En premier lieu, les symboles, même non repris dans le traité, existent en tant que tels : drapeau, hymne, journée de l’Europe demeurent et s’inscrivent progressivement dans l’imaginaire collectif européen. En deuxième lieu, la présence d’un titre entièrement dédié à la “démocratie” dans le traité, bien que peu relevé, et peu stigmatisé par les souverainistes, est indéniablement porteur d’un renforcement de l’identité politique européenne. En effet, en inscrivant le principe de la démocratie européenne, les Etats apportent une ferme réponse à la question de savoir si la démocratie ne peut être que nationale, ce qui a longtemps été pensé et affirmé. Cette réponse est pourtant d’une logique implacable. En effet, de nombreux pans de compétences ont été transférés des Etats vers l’Union européenne. Par conséquent, si le principe démocratique est bien le principe qui nous gouverne, et nul gouvernant européen ne le contesterait, il est logique que celui-ci ne se trouve plus seulement à l’échelle nationale, mais qu’il se décline aussi à l’échelle européenne.

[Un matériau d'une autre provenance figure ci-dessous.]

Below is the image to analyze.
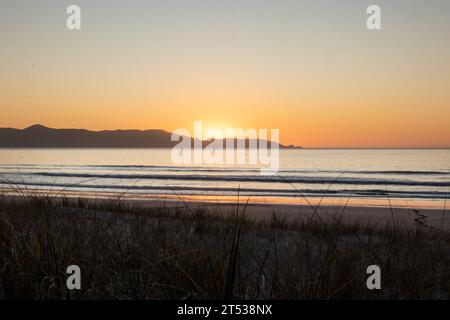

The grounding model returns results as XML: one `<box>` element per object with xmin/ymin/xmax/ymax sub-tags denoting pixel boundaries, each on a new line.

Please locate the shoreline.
<box><xmin>2</xmin><ymin>190</ymin><xmax>450</xmax><ymax>231</ymax></box>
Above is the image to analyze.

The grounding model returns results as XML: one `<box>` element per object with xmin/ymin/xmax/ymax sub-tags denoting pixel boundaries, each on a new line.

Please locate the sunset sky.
<box><xmin>0</xmin><ymin>0</ymin><xmax>450</xmax><ymax>147</ymax></box>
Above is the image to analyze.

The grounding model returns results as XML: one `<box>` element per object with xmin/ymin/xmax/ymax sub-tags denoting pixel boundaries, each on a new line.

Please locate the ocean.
<box><xmin>0</xmin><ymin>149</ymin><xmax>450</xmax><ymax>207</ymax></box>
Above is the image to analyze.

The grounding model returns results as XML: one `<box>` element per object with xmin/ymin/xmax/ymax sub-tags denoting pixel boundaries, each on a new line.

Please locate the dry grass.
<box><xmin>0</xmin><ymin>195</ymin><xmax>450</xmax><ymax>299</ymax></box>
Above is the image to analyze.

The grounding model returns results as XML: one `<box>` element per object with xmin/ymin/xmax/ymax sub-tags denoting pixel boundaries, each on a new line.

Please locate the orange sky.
<box><xmin>0</xmin><ymin>1</ymin><xmax>450</xmax><ymax>147</ymax></box>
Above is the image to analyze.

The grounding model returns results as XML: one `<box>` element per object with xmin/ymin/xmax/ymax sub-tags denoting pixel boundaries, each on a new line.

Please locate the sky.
<box><xmin>0</xmin><ymin>0</ymin><xmax>450</xmax><ymax>148</ymax></box>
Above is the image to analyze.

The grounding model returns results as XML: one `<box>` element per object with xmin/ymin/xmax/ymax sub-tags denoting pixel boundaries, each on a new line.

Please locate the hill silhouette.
<box><xmin>0</xmin><ymin>124</ymin><xmax>302</xmax><ymax>148</ymax></box>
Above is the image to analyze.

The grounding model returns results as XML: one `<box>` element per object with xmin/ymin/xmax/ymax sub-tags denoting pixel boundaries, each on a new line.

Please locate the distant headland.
<box><xmin>0</xmin><ymin>124</ymin><xmax>302</xmax><ymax>149</ymax></box>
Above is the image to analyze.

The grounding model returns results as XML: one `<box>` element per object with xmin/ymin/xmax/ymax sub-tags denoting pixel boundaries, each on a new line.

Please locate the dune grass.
<box><xmin>0</xmin><ymin>194</ymin><xmax>450</xmax><ymax>299</ymax></box>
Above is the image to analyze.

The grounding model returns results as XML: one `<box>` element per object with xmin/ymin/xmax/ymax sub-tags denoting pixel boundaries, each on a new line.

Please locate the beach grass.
<box><xmin>0</xmin><ymin>193</ymin><xmax>450</xmax><ymax>300</ymax></box>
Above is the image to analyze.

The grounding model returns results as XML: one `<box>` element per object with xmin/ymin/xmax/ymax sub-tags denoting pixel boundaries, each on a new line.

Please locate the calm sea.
<box><xmin>0</xmin><ymin>149</ymin><xmax>450</xmax><ymax>206</ymax></box>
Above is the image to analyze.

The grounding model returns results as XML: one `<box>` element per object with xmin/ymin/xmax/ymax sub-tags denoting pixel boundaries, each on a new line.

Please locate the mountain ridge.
<box><xmin>0</xmin><ymin>124</ymin><xmax>301</xmax><ymax>149</ymax></box>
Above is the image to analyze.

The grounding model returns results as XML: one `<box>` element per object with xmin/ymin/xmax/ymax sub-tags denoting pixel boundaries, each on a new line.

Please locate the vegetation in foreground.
<box><xmin>0</xmin><ymin>195</ymin><xmax>450</xmax><ymax>299</ymax></box>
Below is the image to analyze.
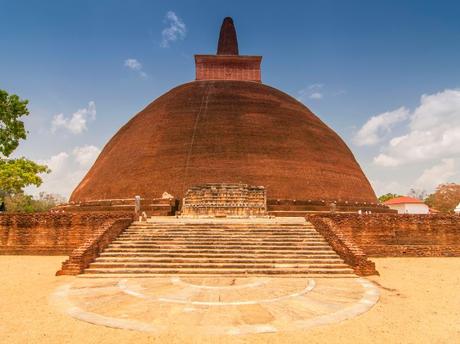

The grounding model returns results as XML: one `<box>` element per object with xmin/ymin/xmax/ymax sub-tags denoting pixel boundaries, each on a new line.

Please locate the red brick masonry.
<box><xmin>308</xmin><ymin>216</ymin><xmax>378</xmax><ymax>276</ymax></box>
<box><xmin>56</xmin><ymin>218</ymin><xmax>133</xmax><ymax>276</ymax></box>
<box><xmin>0</xmin><ymin>212</ymin><xmax>132</xmax><ymax>255</ymax></box>
<box><xmin>308</xmin><ymin>214</ymin><xmax>460</xmax><ymax>257</ymax></box>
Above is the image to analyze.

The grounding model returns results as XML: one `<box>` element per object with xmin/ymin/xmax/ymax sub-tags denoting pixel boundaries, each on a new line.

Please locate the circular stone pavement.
<box><xmin>52</xmin><ymin>277</ymin><xmax>379</xmax><ymax>335</ymax></box>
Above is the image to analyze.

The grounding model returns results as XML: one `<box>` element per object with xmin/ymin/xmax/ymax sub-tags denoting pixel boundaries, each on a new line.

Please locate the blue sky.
<box><xmin>0</xmin><ymin>0</ymin><xmax>460</xmax><ymax>196</ymax></box>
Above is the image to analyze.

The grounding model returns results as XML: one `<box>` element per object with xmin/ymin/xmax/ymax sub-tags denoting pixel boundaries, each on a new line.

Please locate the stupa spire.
<box><xmin>217</xmin><ymin>17</ymin><xmax>238</xmax><ymax>55</ymax></box>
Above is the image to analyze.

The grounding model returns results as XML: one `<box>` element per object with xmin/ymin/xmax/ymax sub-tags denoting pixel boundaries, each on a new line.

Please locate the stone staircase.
<box><xmin>82</xmin><ymin>221</ymin><xmax>355</xmax><ymax>277</ymax></box>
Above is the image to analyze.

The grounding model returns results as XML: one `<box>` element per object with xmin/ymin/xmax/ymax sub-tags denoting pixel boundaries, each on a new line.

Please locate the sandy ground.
<box><xmin>0</xmin><ymin>256</ymin><xmax>460</xmax><ymax>343</ymax></box>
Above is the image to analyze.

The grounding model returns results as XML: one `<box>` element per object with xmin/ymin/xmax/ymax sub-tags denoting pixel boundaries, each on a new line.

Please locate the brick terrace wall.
<box><xmin>307</xmin><ymin>214</ymin><xmax>460</xmax><ymax>257</ymax></box>
<box><xmin>56</xmin><ymin>217</ymin><xmax>133</xmax><ymax>276</ymax></box>
<box><xmin>0</xmin><ymin>212</ymin><xmax>132</xmax><ymax>255</ymax></box>
<box><xmin>310</xmin><ymin>216</ymin><xmax>378</xmax><ymax>276</ymax></box>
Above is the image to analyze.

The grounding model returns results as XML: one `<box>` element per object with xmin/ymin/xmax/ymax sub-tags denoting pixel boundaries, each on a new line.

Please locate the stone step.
<box><xmin>112</xmin><ymin>237</ymin><xmax>327</xmax><ymax>245</ymax></box>
<box><xmin>129</xmin><ymin>224</ymin><xmax>315</xmax><ymax>231</ymax></box>
<box><xmin>108</xmin><ymin>242</ymin><xmax>329</xmax><ymax>250</ymax></box>
<box><xmin>95</xmin><ymin>256</ymin><xmax>343</xmax><ymax>264</ymax></box>
<box><xmin>113</xmin><ymin>235</ymin><xmax>327</xmax><ymax>244</ymax></box>
<box><xmin>89</xmin><ymin>262</ymin><xmax>348</xmax><ymax>269</ymax></box>
<box><xmin>130</xmin><ymin>222</ymin><xmax>314</xmax><ymax>228</ymax></box>
<box><xmin>100</xmin><ymin>251</ymin><xmax>339</xmax><ymax>259</ymax></box>
<box><xmin>85</xmin><ymin>268</ymin><xmax>353</xmax><ymax>275</ymax></box>
<box><xmin>120</xmin><ymin>231</ymin><xmax>322</xmax><ymax>238</ymax></box>
<box><xmin>104</xmin><ymin>247</ymin><xmax>335</xmax><ymax>255</ymax></box>
<box><xmin>124</xmin><ymin>228</ymin><xmax>318</xmax><ymax>235</ymax></box>
<box><xmin>77</xmin><ymin>271</ymin><xmax>357</xmax><ymax>279</ymax></box>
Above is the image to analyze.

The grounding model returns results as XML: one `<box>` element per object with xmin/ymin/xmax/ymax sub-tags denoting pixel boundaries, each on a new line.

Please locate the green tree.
<box><xmin>0</xmin><ymin>90</ymin><xmax>50</xmax><ymax>207</ymax></box>
<box><xmin>0</xmin><ymin>90</ymin><xmax>29</xmax><ymax>157</ymax></box>
<box><xmin>0</xmin><ymin>158</ymin><xmax>49</xmax><ymax>195</ymax></box>
<box><xmin>379</xmin><ymin>193</ymin><xmax>401</xmax><ymax>203</ymax></box>
<box><xmin>425</xmin><ymin>183</ymin><xmax>460</xmax><ymax>213</ymax></box>
<box><xmin>5</xmin><ymin>192</ymin><xmax>65</xmax><ymax>213</ymax></box>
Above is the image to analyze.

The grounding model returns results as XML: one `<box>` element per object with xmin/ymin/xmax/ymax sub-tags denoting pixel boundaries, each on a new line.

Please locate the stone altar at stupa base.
<box><xmin>181</xmin><ymin>183</ymin><xmax>267</xmax><ymax>217</ymax></box>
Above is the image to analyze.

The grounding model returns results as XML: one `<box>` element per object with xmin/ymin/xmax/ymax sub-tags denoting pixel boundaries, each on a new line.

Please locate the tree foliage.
<box><xmin>379</xmin><ymin>193</ymin><xmax>401</xmax><ymax>203</ymax></box>
<box><xmin>425</xmin><ymin>183</ymin><xmax>460</xmax><ymax>213</ymax></box>
<box><xmin>5</xmin><ymin>192</ymin><xmax>65</xmax><ymax>213</ymax></box>
<box><xmin>407</xmin><ymin>189</ymin><xmax>427</xmax><ymax>201</ymax></box>
<box><xmin>0</xmin><ymin>90</ymin><xmax>29</xmax><ymax>157</ymax></box>
<box><xmin>0</xmin><ymin>90</ymin><xmax>50</xmax><ymax>206</ymax></box>
<box><xmin>0</xmin><ymin>158</ymin><xmax>49</xmax><ymax>195</ymax></box>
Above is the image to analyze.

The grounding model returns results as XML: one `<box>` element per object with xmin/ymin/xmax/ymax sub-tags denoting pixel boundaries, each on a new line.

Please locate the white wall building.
<box><xmin>383</xmin><ymin>196</ymin><xmax>430</xmax><ymax>214</ymax></box>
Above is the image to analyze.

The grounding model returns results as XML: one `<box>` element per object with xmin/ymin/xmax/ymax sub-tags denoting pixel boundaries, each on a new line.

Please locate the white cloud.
<box><xmin>124</xmin><ymin>59</ymin><xmax>148</xmax><ymax>79</ymax></box>
<box><xmin>72</xmin><ymin>145</ymin><xmax>101</xmax><ymax>166</ymax></box>
<box><xmin>160</xmin><ymin>11</ymin><xmax>187</xmax><ymax>48</ymax></box>
<box><xmin>353</xmin><ymin>107</ymin><xmax>409</xmax><ymax>146</ymax></box>
<box><xmin>51</xmin><ymin>101</ymin><xmax>96</xmax><ymax>134</ymax></box>
<box><xmin>309</xmin><ymin>92</ymin><xmax>323</xmax><ymax>99</ymax></box>
<box><xmin>415</xmin><ymin>159</ymin><xmax>458</xmax><ymax>191</ymax></box>
<box><xmin>27</xmin><ymin>145</ymin><xmax>100</xmax><ymax>198</ymax></box>
<box><xmin>370</xmin><ymin>179</ymin><xmax>407</xmax><ymax>197</ymax></box>
<box><xmin>125</xmin><ymin>59</ymin><xmax>142</xmax><ymax>70</ymax></box>
<box><xmin>308</xmin><ymin>84</ymin><xmax>324</xmax><ymax>90</ymax></box>
<box><xmin>374</xmin><ymin>89</ymin><xmax>460</xmax><ymax>166</ymax></box>
<box><xmin>297</xmin><ymin>84</ymin><xmax>324</xmax><ymax>102</ymax></box>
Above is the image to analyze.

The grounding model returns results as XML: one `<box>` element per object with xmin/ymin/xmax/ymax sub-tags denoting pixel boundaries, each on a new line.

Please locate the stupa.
<box><xmin>70</xmin><ymin>18</ymin><xmax>377</xmax><ymax>214</ymax></box>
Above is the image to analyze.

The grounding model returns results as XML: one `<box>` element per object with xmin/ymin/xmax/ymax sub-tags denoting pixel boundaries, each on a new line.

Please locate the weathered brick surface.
<box><xmin>309</xmin><ymin>216</ymin><xmax>378</xmax><ymax>276</ymax></box>
<box><xmin>0</xmin><ymin>212</ymin><xmax>132</xmax><ymax>255</ymax></box>
<box><xmin>56</xmin><ymin>217</ymin><xmax>133</xmax><ymax>275</ymax></box>
<box><xmin>71</xmin><ymin>80</ymin><xmax>377</xmax><ymax>203</ymax></box>
<box><xmin>308</xmin><ymin>214</ymin><xmax>460</xmax><ymax>257</ymax></box>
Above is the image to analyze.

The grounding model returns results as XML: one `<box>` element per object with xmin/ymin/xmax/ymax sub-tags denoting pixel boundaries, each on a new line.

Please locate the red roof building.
<box><xmin>383</xmin><ymin>196</ymin><xmax>430</xmax><ymax>214</ymax></box>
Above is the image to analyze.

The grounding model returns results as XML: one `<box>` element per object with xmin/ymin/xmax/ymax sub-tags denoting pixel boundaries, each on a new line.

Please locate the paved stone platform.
<box><xmin>51</xmin><ymin>276</ymin><xmax>379</xmax><ymax>335</ymax></box>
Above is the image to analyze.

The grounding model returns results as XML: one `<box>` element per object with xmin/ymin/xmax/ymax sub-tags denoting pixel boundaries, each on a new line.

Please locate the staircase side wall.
<box><xmin>309</xmin><ymin>216</ymin><xmax>379</xmax><ymax>276</ymax></box>
<box><xmin>0</xmin><ymin>212</ymin><xmax>132</xmax><ymax>256</ymax></box>
<box><xmin>56</xmin><ymin>217</ymin><xmax>133</xmax><ymax>275</ymax></box>
<box><xmin>307</xmin><ymin>214</ymin><xmax>460</xmax><ymax>257</ymax></box>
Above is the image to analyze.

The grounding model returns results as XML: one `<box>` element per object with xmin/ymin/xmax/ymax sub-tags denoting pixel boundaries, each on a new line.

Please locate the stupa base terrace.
<box><xmin>56</xmin><ymin>183</ymin><xmax>396</xmax><ymax>217</ymax></box>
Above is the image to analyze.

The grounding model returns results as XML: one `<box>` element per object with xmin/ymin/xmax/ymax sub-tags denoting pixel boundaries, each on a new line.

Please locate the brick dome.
<box><xmin>70</xmin><ymin>80</ymin><xmax>376</xmax><ymax>202</ymax></box>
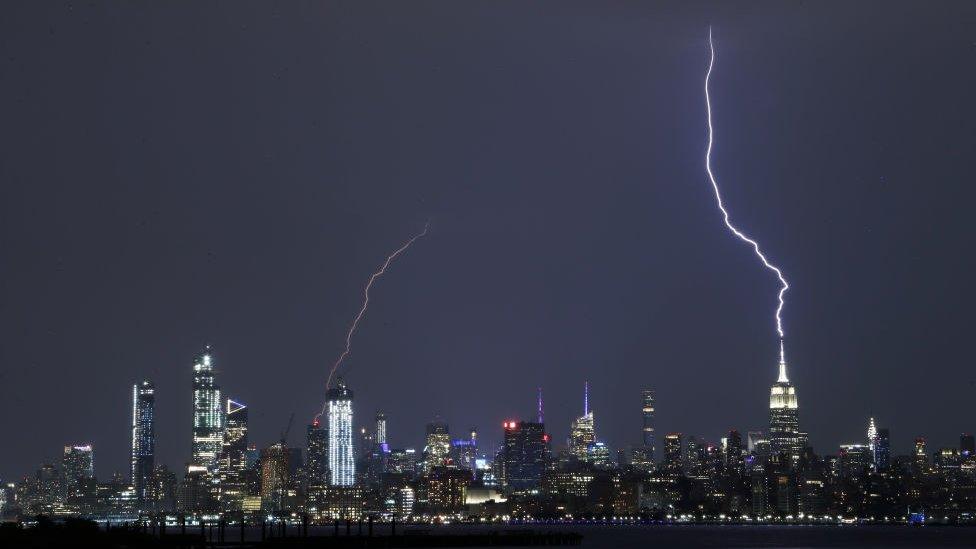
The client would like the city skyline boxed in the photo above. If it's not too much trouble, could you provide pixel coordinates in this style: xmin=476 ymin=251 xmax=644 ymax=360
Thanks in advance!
xmin=11 ymin=345 xmax=973 ymax=488
xmin=0 ymin=2 xmax=976 ymax=496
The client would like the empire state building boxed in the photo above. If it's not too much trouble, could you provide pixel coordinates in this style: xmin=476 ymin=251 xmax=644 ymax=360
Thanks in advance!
xmin=769 ymin=340 xmax=807 ymax=465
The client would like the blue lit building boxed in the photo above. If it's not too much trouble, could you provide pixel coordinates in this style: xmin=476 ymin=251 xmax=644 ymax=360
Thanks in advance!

Le principe démocratique, ainsi affirmé explicitement, est aussi un aboutissement de la création d’une citoyenneté européenne il y a maintenant près de vingt ans. Qui dit citoyen dit en effet acteur d’un système politique. Or l’Union européenne adopte bien des décisions applicables directement à chacun des citoyens que nous sommes. Affirmer la démocratie européenne revient donc à reconnaître que les décisions européennes sont prises au nom de la Communauté des citoyens européens, peuple potentiel de l’Union.
“C’est une démocratie à plusieurs niveaux qui se met ainsi en place. Au niveau européen, le parlement représente les citoyens, au niveau national, les Parlements nationaux se voient attribuer plus de pouvoirs qu’auparavant.”

C’est une démocratie à plusieurs niveaux qui se met ainsi en place. Au niveau européen, le parlement représente les citoyens, au niveau national, les Parlements nationaux se voient attribuer plus de pouvoirs qu’auparavant. Ils pourront par exemple contester un texte européen au regard du principe de subsidiarité selon lequel l’Union ne doit agir que si elle démontre une efficacité supérieure à celle des Etats. Ce sont là des éléments de démocratie représentative, nécessaires dès lors que l’objet politique Europe dispose de véritables pouvoirs de décision. Le traité de Lisbonne reprend aussi un élément de démocratie directe, inédit dans un ensemble aussi vaste que l’Union européenne et ses plus de cinq cent millions d’habitants. Le principe de l’initiative citoyenne, permettant à un million de citoyens, au moins, de soumettre une proposition de texte à la Commission européenne, a été repris du projet de Constitution européenne.

Outre le principe démocratique européen, écrit noir sur blanc, le traité de Lisbonne apporte enfin la réforme institutionnelle attendue depuis les élargissements des années 2000. Les institutions européennes, pensées pour six Etats membres arrivaient à bout de souffle. Parmi les avancées remarquables se trouve d’abord la création du poste de président du Conseil européen pour deux ans et demi renouvelable.
“Parmi les avancées remarquables se trouve d’abord la création du poste de président du Conseil européen pour deux ans et demi renouvelable.”
S’il va de soi que l’homme ou la femme fera la fonction, la simple existence d’un personnage représentant l’Union de manière durable, ne peut donner qu’une visibilité accrue à l’Europe à la fois en son sein, et sur la scène internationale. De même, malgré l’abandon de l’intitulé de “ministre des affaires étrangères” , la création du poste de haut représentant pour les affaires étrangères, qui sera en même temps vice-président de la Commission, renforcera l’incarnation et la visibilité de l’Union européenne dans le monde. S’agissant du processus décisionnel, il devrait se trouver facilité par une double évolution. En effet d’une part le champ de la codécision, appelée désormais procédure législative ordinaire -les Etats ayant surmonté le tabou du champ lexical législatif, mais non du terme “loi”- est accru, renforçant les pouvoirs du Parlement européen, et d’autre part la prise de décision à la majorité qualifiée est encore étendue. D’ailleurs le calcul de celle-ci sera nettement simplifié puisque la majorité qualifiée sera désormais vérifiée si 55 pour cent des Etats membres représentant 65 pour cent de la population de l’Union approuvent le texte.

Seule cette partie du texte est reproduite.